Tamaoki avait mûri son plan pendant des années. Tant au Japon qu’à l’étranger, la demande en duvet pour la confection de matelas était forte. Torishima était une île isolée dont les seuls habitants étaient les milliers d’albatros qui y venaient régulièrement pour s’y reproduire. L’albatros de Steller intéressait tout particulièrement Tamaoki. Imaginez la quantité de plumes qui pouvaient recouvrir le corps d’un volatile de 8 kilos et d’une envergure de plus de 2,50 mètres ! En outre, le plus grand oiseau marin de l’hémisphère Nord était docile et ne fuyait pas, même face au danger.
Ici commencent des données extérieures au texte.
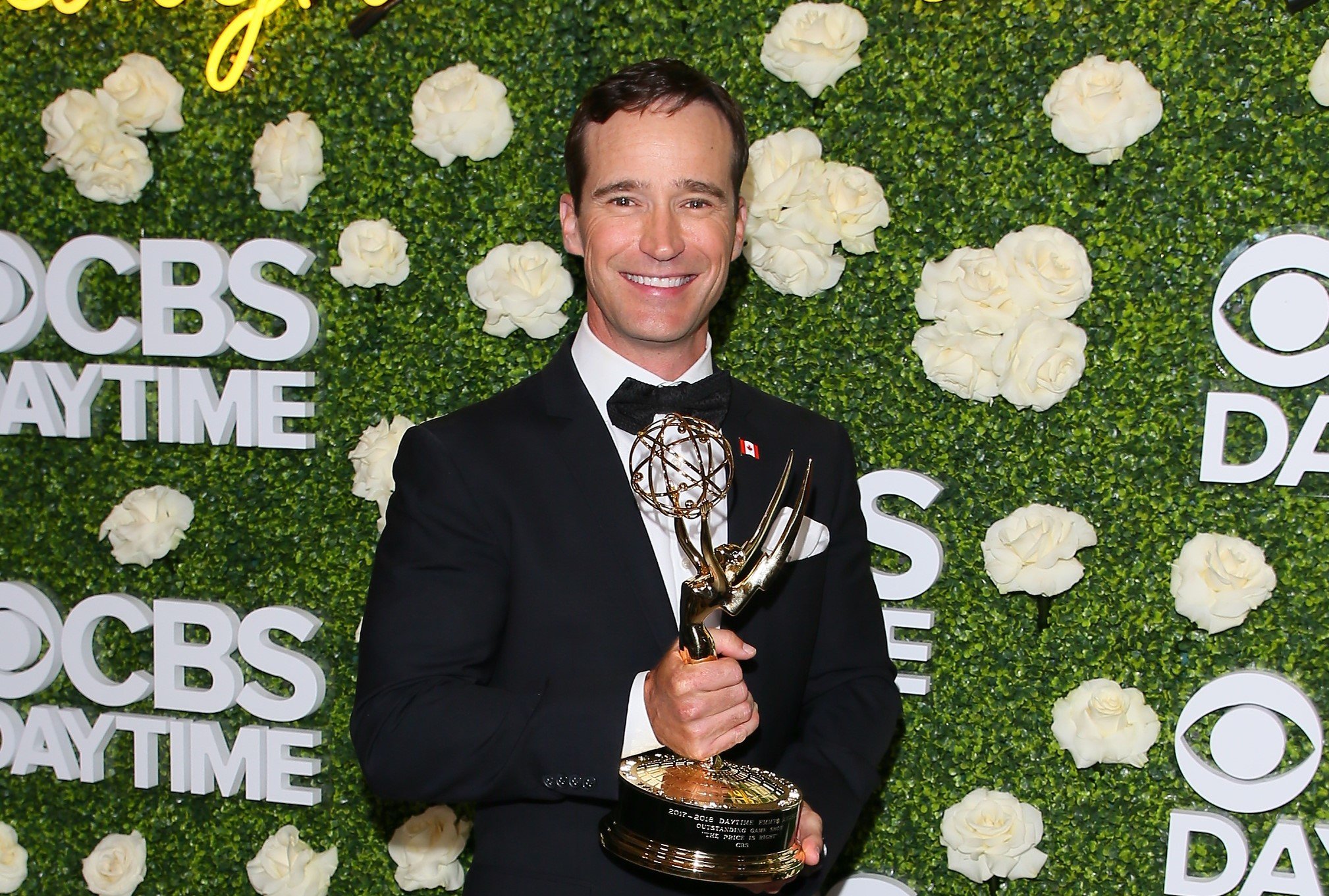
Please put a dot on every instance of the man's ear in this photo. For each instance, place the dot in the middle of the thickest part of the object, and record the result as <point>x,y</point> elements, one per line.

Tamaoki fit venir pas moins de 300 ouvriers sur l’île pour l’abattage et le plumage des oiseaux. Ils construisirent un village, ainsi qu’une petite voie ferrée pour le transport des oiseaux morts. Les opérations allaient bon train, et Tamaoki ne tarda pas à se constituer une vraie fortune — sur le dos de quelque cinq millions d’oiseaux. Le carnage fut tel que, en 1902, lorsque le volcan de l’île entra en éruption et détruisit le village et tous ses habitants, certains y virent une “ malédiction due au massacre des albatros ”. Ce qui n’empêcha pas les hommes de revenir l’année suivante pour s’occuper des oiseaux restants.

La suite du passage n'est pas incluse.